Mierda. Lo ha dicho con ese tono neutral tan perfecto que tiene la gente sumamente inteligente, ese que no te deja adivinar si lo mejor es responder que sí o que no, que te hace titubear y moverte adelante y atrás como un tentetieso. Imagino que le digo que sí y se abalanza sobre mí. Imagino que le digo que sí y me suelta un moco al que no sé qué responder. Imagino que digo que no y pone cara de decepción y empieza a tratarme como a un imbécil por no verla atractiva, un engreído con el listón demasiado alto. Imagino que le digo que no y me dice que encima de machista soy mentiroso. Mierda. Soy un hijo de puta pero no un idiota, me repito. Me acuerdo de lo bien que se me da la cara de Paul Newman y la practico mientras digo un tímido “no, disculpa si te lo ha parecido, sigue”. Ella se da por satisfecha o casi pues da por terminada la charla y dice que nos veremos el lunes, que tengo mañana para leer la documentación que ha dejado sobre mi despacho, sobre procedimientos, organigrama y protocolos y alguna cosa más que se escapa resbalando por su lengua rosa oscuro. Se levanta y me levanto.

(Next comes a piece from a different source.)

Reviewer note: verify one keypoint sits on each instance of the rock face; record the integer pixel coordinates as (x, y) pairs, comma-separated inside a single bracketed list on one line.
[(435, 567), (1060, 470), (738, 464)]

– Espero que te guste trabajar con nosotros y que a nosotros nos guste trabajar contigo –concluye con una sonrisa impostada preciosa. Se ofrece a acompañarme hasta lo que será mi despacho.

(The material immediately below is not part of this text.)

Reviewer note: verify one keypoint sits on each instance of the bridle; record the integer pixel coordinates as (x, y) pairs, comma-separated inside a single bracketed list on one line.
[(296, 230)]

Siempre he sido guapo, siempre lo he tenido fácil pero reconozco con humildad, porque sería injusto no hacerlo, que las mujeres inteligentes me aterran. Con el ascensor bajamos dos plantas, me apretaría contra ella después de pulsar el stop entre dos plantas y haría un nudo con nuestras lenguas, le subiría la falda y le bajaría las bragas. Pero suena una campanita y el elevador se detiene, mejor porque empiezo a pasarlo mal. Camina delante de mí con elegancia, saluda a quien todavía trabaja pese a la hora baja y finalmente abre la puerta de un despacho. No es enorme, pero está bien. Me deja aquí, dice, sugiere que lo mire con calma y que mañana ya puedo venir directamente. Se va y me siento pequeño, me siento un cuenco vacío. No le gusto, pienso, ella no me quería en su departamento. Pero hago acopio de mi moral aprendida y mientras miro mi reflejo en el espejo, me propongo demostrarle que soy más que una cara bonita. Me pongo bien el pelo y salgo del despacho.